Maybe Martin can mark your post above as question answered so the post will be front and centre.. 

Nice one


----------



## Grainer (8/8/15)

looks like I will have to pull out if it is in Marionvale??.. its a bit far for me.


----------



## Yob (8/8/15)

Harsh...


----------



## MartinOC (9/8/15)

Yob said:


> Maybe Martin can mark your post above as question answered so the post will be front and centre..
> 
> Nice one


Dunno how to do this. I don't seem able to amend my OP. Wouldn't this be a job for Mod's/Admin?


----------



## Yob (9/8/15)

You don't see a button on his post? "best answer" or some such?


----------



## MartinOC (9/8/15)

Nope, 'ain't no such button.....


----------



## Midnight Brew (10/8/15)

Grainer said:


> looks like I will have to pull out if it is in Marionvale??.. its a bit far for me.


In fairness to our host, Wayne has been an absolute top bloke for our brewing community and what he has contributed to our case swaps. A majority of swaps have been long and far from Wayne but he has still shown up every time and not to mention with a literal trailer load of his equipment (which is part of the reason we have been able to get so many cubes).

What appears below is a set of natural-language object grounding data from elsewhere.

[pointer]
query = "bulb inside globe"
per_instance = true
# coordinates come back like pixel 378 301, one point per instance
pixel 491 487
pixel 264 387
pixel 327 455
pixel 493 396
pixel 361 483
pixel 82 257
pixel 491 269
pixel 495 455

It is a _*Victorian*_ case swap. You know you'll be missing out if you dont come.


----------



## Grainer (10/8/15)

I know.. but like I said a bit far.... and I am writing up my Thesis ... but having said that you will notice my name hasn't been taken off the list ... YET !


----------



## MartinOC (10/8/15)

You've got a whole year to do your thesis & also make plans to turn-up to the swap. Better get writing.......


----------



## Grainer (10/8/15)

doh wrong thread.. too much in advance.. these early threads are doing my head in.. everyone is WAY too eager.. I meant for the 2015 xmas one where eva that one is !!


----------



## Yob (10/8/15)

Grainer said:


> I meant for the 2015 xmas one where eva that one is !!


you're missing out on the pro brewery rig one?

you ******* nutter :lol: :unsure: :blink:

LINKY


----------



## JB (10/8/15)

1. Whiteferret
2. Idzy
3. Nullnvoid
4. MartinOC
5. Mardoo
6. VP Brewing
7. Curly79
8. Technobabble66
9. droid
10. AJ80
11. DJ_L3ThAL
12. GrumpyPaul
13. reardo
14. Midnight Brew
15. Grainer
16. Brewnut
17. thearn
18. Mudd
19. JB
20. Micbrew
21. Navarau

Cubers:
1. Whiteferret
2. Idzy
3. Nullnvoid
4. MartinOC
5. Mardoo
6. VP Brewing
7. Curly79
8. Technobabble66
9. droid 
10. AJ80 
​11. DJ_L3ThAL
12. GrumpyPaul
13. Reardo (hope I've done this right) 
14. Midnight Brew 
15. Grainer
16. Brewnut
17. thearn
18. Mudd
19. JB
20. Micbrew
21. Navarau

Just found this thread... just made it in ...


----------



## micbrew (11/8/15)

Good job jase!


----------



## MartinOC (25/3/16)

Idzy (possibly in a fit of pique, possibly pickled  & without checking for a pre-existing thread) started a new one for this event some 5 months later.... 

It can be found here:

http://aussiehomebrewer.com/topic/88970-vic-2016-xmas-in-july-case-swap/

Perhaps a kindly admin/Mod. could now lock this one? No need for a merge.


----------